The increase projected for the 4-month-old current fiscal year is expected to be approximately 8 percent, and the Legislature’s budget director told the ATRA attendees that lawmakers won’t have nearly as much money available for tax cuts or discretionary spending as they did a year ago.
Despite that, Ms. Napolitano and like-minded lawmakers likely will propose spending increases that outstrip the growth in revenue, said Senate Appropriations Chairman Bob Burns, R-9.
“There will probably be some what I would call ‘creative financing’ proposed” in response to pressure to free up dollars for spending, he said.
“That’s a challenge that we need to meet head-on,” Mr. Burns said.
No word yet on Napolitano budget
Ms. Napolitano proposed borrowing and other fiscal maneuvers in previous budgets to prop up spending increases in education and other areas, but she has yet to telegraph any major spending initiatives or other elements of the budget proposal now being developed for release in January.
Lawmakers in 2005 rejected Ms. Napolitano’s desire to continue borrowing to pay for new school construction and instead switched to spending cash for that costly program. Earlier this year, she ended up joining Republicans in supporting a major deposit of money into the state’s rainy day fund, a reserve account virtually drained earlier decade to help keep state government in the black during the recession.
Legislative budget director Richard Stavneak declined to project how much extra money lawmakers will have available for discretionary purposes.
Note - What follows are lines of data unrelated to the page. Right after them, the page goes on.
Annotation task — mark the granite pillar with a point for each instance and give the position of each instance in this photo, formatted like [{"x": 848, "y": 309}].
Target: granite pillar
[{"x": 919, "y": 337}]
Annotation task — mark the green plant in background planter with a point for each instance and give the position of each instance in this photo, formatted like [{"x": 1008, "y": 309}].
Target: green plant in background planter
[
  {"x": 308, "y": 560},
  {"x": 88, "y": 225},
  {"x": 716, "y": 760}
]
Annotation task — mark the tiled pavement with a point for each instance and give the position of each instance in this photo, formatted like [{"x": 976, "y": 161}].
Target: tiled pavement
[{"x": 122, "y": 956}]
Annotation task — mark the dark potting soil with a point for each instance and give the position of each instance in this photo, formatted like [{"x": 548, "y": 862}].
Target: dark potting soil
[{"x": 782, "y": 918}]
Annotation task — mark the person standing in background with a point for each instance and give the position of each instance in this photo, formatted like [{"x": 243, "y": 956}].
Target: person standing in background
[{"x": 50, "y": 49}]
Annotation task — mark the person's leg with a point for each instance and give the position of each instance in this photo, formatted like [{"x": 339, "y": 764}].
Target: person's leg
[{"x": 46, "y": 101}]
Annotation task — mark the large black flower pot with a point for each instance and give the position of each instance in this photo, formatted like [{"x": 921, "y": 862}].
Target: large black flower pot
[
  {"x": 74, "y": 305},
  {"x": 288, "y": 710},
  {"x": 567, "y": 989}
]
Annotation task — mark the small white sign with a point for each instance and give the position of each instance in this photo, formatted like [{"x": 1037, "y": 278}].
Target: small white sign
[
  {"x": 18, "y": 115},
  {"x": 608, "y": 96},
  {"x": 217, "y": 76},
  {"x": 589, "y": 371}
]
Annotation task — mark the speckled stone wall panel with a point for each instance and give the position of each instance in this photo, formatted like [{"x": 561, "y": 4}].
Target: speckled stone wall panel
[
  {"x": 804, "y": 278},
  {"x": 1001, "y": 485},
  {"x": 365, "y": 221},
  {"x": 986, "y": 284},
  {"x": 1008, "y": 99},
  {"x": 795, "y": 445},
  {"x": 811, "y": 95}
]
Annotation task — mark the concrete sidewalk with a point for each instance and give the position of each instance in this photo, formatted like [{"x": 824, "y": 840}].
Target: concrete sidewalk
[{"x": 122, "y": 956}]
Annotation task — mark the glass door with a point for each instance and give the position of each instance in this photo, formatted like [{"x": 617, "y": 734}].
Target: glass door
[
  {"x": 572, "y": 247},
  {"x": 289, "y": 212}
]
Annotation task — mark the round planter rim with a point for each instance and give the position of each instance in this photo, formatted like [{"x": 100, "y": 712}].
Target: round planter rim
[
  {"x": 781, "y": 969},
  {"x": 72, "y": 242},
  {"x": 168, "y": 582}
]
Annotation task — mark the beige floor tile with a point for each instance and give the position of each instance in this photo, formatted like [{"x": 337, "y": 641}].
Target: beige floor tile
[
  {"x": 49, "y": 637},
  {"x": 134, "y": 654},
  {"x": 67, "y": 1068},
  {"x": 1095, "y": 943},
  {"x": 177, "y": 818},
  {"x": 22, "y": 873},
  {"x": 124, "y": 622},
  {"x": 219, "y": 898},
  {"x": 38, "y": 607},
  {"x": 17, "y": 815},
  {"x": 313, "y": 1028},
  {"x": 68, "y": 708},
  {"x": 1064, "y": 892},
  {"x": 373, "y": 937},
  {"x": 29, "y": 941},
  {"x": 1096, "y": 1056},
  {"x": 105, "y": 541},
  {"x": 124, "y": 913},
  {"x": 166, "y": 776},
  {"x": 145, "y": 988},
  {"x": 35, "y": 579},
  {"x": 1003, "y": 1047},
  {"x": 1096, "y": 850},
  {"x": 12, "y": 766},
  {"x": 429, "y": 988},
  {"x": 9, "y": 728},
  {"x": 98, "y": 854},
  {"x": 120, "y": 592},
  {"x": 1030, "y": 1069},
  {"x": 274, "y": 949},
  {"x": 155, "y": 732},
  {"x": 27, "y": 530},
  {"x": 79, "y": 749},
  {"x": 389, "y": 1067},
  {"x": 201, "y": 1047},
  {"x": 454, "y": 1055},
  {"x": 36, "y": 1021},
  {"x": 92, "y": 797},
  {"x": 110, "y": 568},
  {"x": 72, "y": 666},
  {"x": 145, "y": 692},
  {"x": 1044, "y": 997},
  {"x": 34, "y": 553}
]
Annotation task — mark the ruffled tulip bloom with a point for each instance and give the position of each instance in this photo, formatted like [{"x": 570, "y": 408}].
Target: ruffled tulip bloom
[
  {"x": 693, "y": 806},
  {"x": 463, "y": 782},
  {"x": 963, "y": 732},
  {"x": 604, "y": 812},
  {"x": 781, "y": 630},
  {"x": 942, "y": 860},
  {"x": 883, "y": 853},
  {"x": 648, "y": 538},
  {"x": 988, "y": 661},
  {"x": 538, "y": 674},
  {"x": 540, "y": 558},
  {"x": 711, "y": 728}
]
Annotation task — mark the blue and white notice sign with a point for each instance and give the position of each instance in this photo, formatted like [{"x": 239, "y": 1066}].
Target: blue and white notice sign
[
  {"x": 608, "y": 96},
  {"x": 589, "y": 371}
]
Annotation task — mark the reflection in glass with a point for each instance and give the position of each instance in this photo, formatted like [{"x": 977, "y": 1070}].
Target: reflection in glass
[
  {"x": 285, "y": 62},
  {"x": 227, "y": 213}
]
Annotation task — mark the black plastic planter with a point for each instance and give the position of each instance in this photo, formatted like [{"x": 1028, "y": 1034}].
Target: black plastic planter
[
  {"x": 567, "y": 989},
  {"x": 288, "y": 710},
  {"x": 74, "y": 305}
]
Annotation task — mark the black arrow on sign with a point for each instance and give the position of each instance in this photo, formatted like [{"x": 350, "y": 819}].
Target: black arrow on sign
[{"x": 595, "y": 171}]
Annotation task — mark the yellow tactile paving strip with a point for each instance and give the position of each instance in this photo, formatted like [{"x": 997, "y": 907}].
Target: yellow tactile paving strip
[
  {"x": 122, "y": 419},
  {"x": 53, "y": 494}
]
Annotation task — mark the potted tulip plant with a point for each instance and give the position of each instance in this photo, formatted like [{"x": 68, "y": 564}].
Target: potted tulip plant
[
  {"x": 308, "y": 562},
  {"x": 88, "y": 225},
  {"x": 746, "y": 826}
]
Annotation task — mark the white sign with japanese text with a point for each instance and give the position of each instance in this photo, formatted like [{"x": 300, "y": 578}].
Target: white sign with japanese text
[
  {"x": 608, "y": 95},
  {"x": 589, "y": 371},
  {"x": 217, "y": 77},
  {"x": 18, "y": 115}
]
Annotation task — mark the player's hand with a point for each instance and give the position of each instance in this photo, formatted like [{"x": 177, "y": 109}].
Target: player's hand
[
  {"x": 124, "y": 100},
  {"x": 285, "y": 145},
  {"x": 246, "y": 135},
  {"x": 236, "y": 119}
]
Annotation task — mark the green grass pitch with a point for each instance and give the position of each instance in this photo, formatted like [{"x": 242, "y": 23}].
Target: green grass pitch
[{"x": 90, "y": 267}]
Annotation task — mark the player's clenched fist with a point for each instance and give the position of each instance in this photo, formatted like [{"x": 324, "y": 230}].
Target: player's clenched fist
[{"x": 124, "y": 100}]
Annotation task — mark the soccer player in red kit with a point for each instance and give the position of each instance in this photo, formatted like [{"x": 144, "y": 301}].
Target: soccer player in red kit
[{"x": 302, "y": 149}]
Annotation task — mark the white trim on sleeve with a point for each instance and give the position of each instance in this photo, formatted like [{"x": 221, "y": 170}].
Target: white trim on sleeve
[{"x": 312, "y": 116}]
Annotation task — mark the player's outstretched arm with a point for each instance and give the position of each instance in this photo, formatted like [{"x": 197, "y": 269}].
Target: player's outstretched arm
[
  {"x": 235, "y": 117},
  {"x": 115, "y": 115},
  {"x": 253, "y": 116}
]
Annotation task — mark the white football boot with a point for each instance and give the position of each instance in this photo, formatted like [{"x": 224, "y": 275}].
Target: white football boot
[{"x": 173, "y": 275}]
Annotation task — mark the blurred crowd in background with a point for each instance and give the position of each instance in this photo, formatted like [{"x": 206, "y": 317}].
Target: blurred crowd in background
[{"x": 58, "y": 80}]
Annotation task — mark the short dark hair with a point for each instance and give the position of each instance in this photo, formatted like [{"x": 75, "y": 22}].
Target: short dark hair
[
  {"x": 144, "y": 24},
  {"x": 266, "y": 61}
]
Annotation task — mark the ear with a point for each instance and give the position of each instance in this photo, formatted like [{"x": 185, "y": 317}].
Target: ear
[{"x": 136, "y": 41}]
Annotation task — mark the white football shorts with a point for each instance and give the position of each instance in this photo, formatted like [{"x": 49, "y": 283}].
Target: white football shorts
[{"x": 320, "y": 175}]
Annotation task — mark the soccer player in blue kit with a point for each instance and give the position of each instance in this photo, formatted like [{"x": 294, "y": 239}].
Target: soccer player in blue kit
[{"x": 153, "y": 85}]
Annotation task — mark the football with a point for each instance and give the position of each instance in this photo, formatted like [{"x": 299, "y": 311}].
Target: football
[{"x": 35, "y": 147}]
But he told the conference that major revenue sources continued to record double-digit increases from a year earlier in early months of the 2006-2007 fiscal year that began July 1.
One forecasting model weighed by the legislative budget staff when it compiles a revenue estimate even projects an economy at recession levels, but most economists aren’t that pessimistic, Mr. Stavneak said.
“They’re saying it’s going to be a pretty average year,” Mr. Stavneak said, referring to the 2007 calendar year.